Mainstream media’s (MSM) reporting has encouraged many to seek alternative news sources searching for the ‘real’ answer. In doing so, the media establishment has strengthened the fringe media and fostered extremism.
Back in the day, to maintain ratings, the three networks (ABC, NBC, and CBS) appealed to a broad audience. Each varied in TV personalities and presentation but offered broadly accepted content. A broadcast could not risk offering analysis or opinion that would cause a viewer to change the channel. The result was centrist reporting that most everyone could watch.
The ability to collect data via the internet changed that. Data aided advertisers in creating targeted campaigns, and access to customers became a valuable commodity. News outlets recognized that value and began manipulating their audience demographics to increase revenue by modifying content. This gave rise to media bias, the goal of which was to attract and monetize a particular audience.

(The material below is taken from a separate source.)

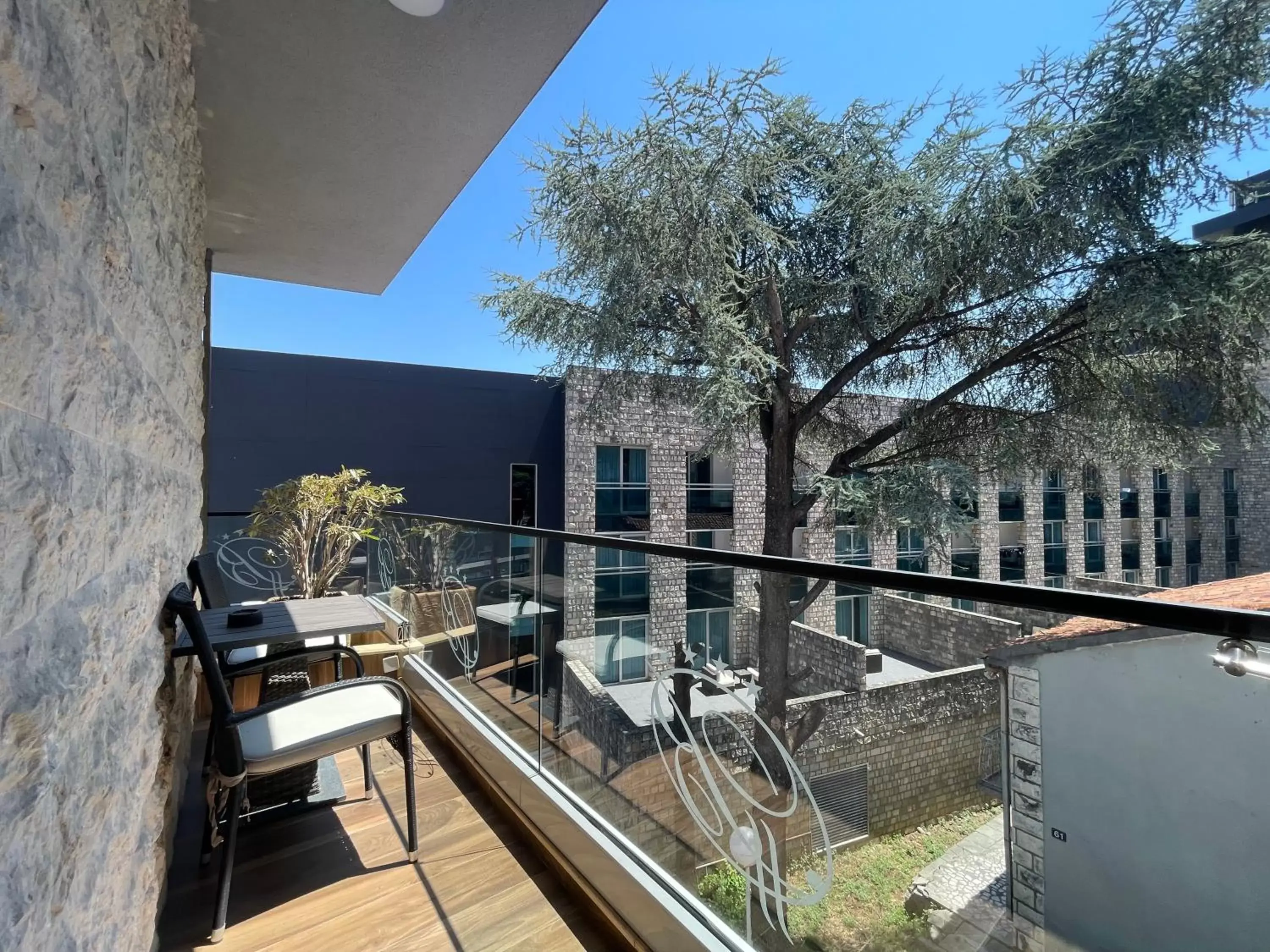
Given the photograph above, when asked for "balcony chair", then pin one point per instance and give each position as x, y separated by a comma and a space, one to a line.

Meanwhile, people who saw things differently, or felt the media elite ignored important stories, began to find alternative news outlets. The more skewed the media became, the more people searched for content that better matched their worldview. And the economics enabled these shifts as advertisers paid handily for access to a particular market segment.

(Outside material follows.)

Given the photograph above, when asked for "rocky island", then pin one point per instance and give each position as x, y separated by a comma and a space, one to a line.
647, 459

The emergence of late-night comedy show programs and satirical news outlets compounded this polarization of reporting. I can’t think of a single show other than perhaps South Park that takes shots equally left, right and center. In the current culture, it is lucrative and apparently hilarious to bag on our political opponents; however, we are never forced to see and laugh at our own hypocrisy.

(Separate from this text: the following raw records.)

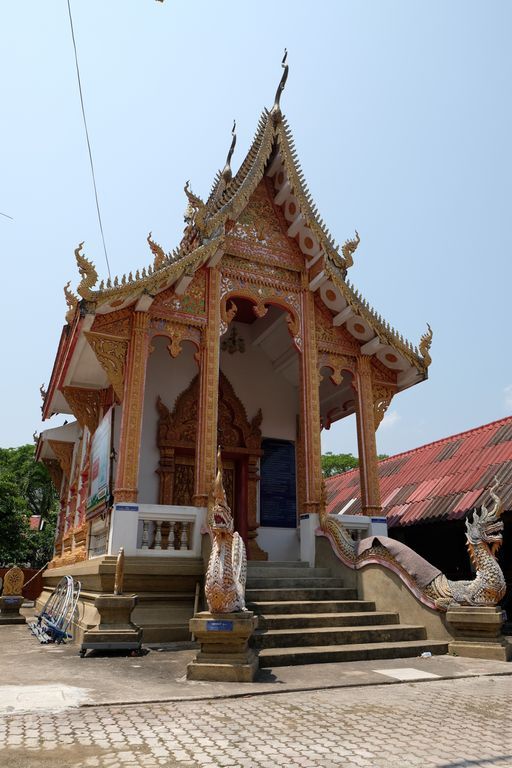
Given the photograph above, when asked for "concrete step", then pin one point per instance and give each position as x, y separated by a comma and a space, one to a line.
310, 606
312, 582
318, 636
305, 593
285, 657
283, 572
313, 620
276, 564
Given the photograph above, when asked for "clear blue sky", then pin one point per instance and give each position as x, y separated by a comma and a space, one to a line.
402, 119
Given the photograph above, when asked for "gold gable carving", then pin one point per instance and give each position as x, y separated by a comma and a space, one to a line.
382, 396
179, 426
114, 323
64, 453
260, 232
111, 353
55, 472
85, 404
329, 337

The entire news dynamic changed from one of ‘trusted news sources’, which presented balanced reporting, to ‘the news I agree with is what I trust.’ As evidence, FOX News and CNN are the most-watched news outlets in the country. It isn’t because a bunch of centrists are watching.
The recent media coverage of Hunter Biden’s found laptop is evidence of this unhealthy cycle. It was days after the New York Post broke the story before other outlets covered it. For many critical thinkers, the fact that there was a delay in reporting by much of mainstream news was reason enough to go ‘digging for the truth’. In tandem with censorship from social media giants like Twitter and Facebook, many curious about the story were pushed to fringe outlets with radical or misleading interpretations.
An ideal approach would have been to cover the story urgently, thoroughly, and in great detail – leaving no unanswered questions. People will seek answers when they don’t feel a story has been legitimately investigated. Better to have professional and unbiased journalists covering every story no matter the politics than to have rouge organizations fill in the holes.
After the election and the recent attack on the Capitol, this dynamic is even worse. Make no mistake: banning or censoring Trump (or any controversial voice) will not silence him. He will find another outlet further underground, and extremists will follow. Repressing people is dangerous and often results in an uprising.
For a healthy marketplace of ideas to exist, questionable speech must remain in the mainstream where it can be considered, questioned, and refuted.
It brings to mind the scene in Star Wars where Obi-Wan tells Darth Vader: “You can’t win. If you strike me down, I shall become more powerful than you can imagine.” In that case, evil strikes down good rather than the other way around. Still, the sentiment holds.
The media establishment must recognize and accept responsibility for its role in creating the problem. Only then can the long process of regaining professional integrity, credibility, and a shared sense of reality occur.
But, in many ways, we are all culpable. Many of us are intolerant of speech we disagree with. It is not only unhealthy but dangerous to our democracy. Some of the best ideas and solutions come from disagreement. If you are consuming news that you always agree with, change the channel to something reputable that pushes the boundaries of your assumptions. When something offends you so egregiously that you feel it needs to go away, fight that urge.
Arguing against offensive speech is appropriate, as is refusing to share it or simply ignoring it. Silencing or ‘canceling’ offensive speech only gives it more power.